If you've got a regular nighttime noisemaker, you'll want to keep an eye (or ear!) on her. - Parenting.com
Early Riser
2. Your alarm is set for 7 a.m., but your little one wakes you up at 5:00.
Should you try to go back to sleep -- or cut your losses and get a start on the day? It's a tough call. If you're not too tired, it might be easier just to get up. But missing that last two hours of sleep means you'll miss much of the REM sleep that helps you focus and feel on the ball the next day. Wake up in the midst of that REM sleep, and you'll have problems focusing and thinking clearly.
Solution: If you're chronically sleep-deprived because your child rises before the sun, odds are you'll fall back to sleep pretty quickly, probably within five minutes, say experts. Do it: You need whatever extra shut-eye you can get, even if it's not the most restorative sleep. "When my daughter was a year old, I noticed that when I brought her into bed with us for the five a.m. feeding, she slept longer and more soundly, usually until seven," says Wendi Gilbert, coproducer of the video Sleep Like a Baby: What Every Parent Needs to Know About Babies & Sleep, and a mom of two in San Francisco. "It was never our plan to co-sleep, but at some point it came down to trying to get the most sleep possible."

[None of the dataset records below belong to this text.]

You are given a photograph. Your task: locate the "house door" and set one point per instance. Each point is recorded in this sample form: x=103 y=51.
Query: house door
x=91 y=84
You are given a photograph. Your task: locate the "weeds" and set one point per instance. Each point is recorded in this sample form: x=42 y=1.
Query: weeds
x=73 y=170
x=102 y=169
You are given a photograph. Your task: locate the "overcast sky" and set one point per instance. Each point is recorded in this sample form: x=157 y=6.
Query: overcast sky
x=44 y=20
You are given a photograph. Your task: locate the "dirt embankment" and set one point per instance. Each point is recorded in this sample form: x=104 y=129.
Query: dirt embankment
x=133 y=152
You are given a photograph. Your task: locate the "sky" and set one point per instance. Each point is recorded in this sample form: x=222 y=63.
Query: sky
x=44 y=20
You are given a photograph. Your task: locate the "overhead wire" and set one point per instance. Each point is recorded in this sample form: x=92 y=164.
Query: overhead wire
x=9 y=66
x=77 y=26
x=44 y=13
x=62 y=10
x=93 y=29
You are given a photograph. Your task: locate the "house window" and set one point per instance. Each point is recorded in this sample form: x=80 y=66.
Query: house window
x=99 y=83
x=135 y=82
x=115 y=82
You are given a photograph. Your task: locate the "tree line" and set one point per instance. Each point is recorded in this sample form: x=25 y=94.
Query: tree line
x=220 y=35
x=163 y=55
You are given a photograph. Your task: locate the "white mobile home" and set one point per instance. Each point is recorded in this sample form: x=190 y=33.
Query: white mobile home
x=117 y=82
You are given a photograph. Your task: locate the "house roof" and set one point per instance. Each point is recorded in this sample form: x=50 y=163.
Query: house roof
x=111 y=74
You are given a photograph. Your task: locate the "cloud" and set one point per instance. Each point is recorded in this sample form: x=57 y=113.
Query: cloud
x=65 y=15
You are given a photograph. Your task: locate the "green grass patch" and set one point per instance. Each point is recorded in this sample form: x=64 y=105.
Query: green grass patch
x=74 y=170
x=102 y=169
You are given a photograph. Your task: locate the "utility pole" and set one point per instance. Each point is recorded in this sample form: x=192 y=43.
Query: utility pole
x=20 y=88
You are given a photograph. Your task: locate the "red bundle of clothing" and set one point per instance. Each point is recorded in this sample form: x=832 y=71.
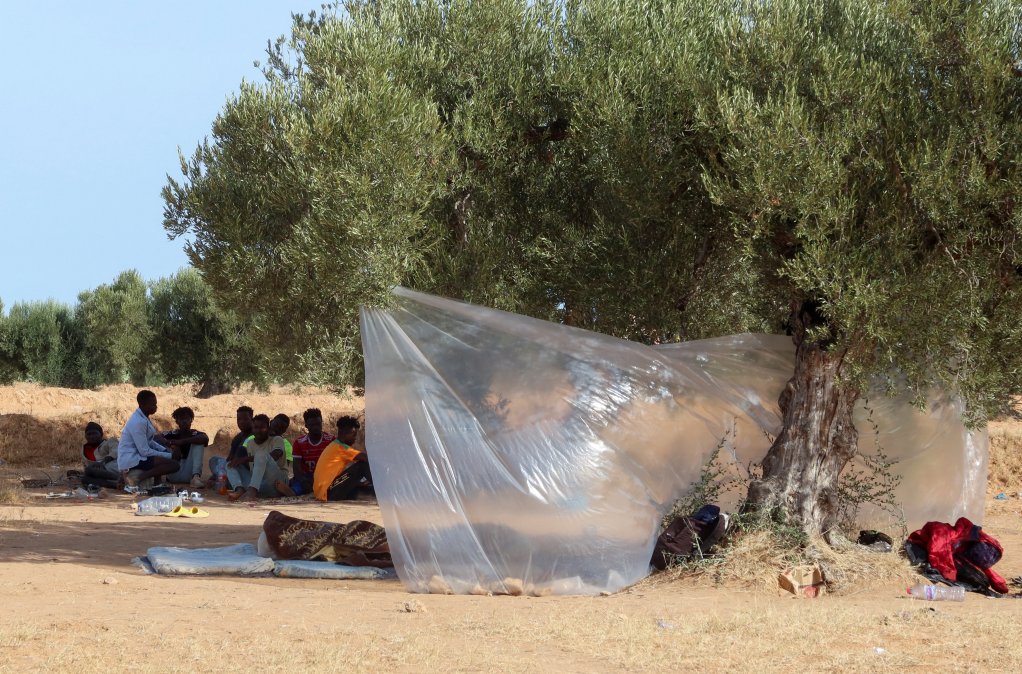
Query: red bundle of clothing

But if you try to go back to sleep without success for 20 minutes or so, you may want to get up. The harder you try, the less likely you are to doze again. When you do arise, expose yourself to bright light as soon as possible, to reset your body's internal clock so that it registers daytime and helps you become alert. "When my daughter was a baby, I'd take a brisk walk with her first thing in the morning, then a shower," says Tracy Kinsey of Davie, Florida. "That always woke me up and got me ready to face my other job."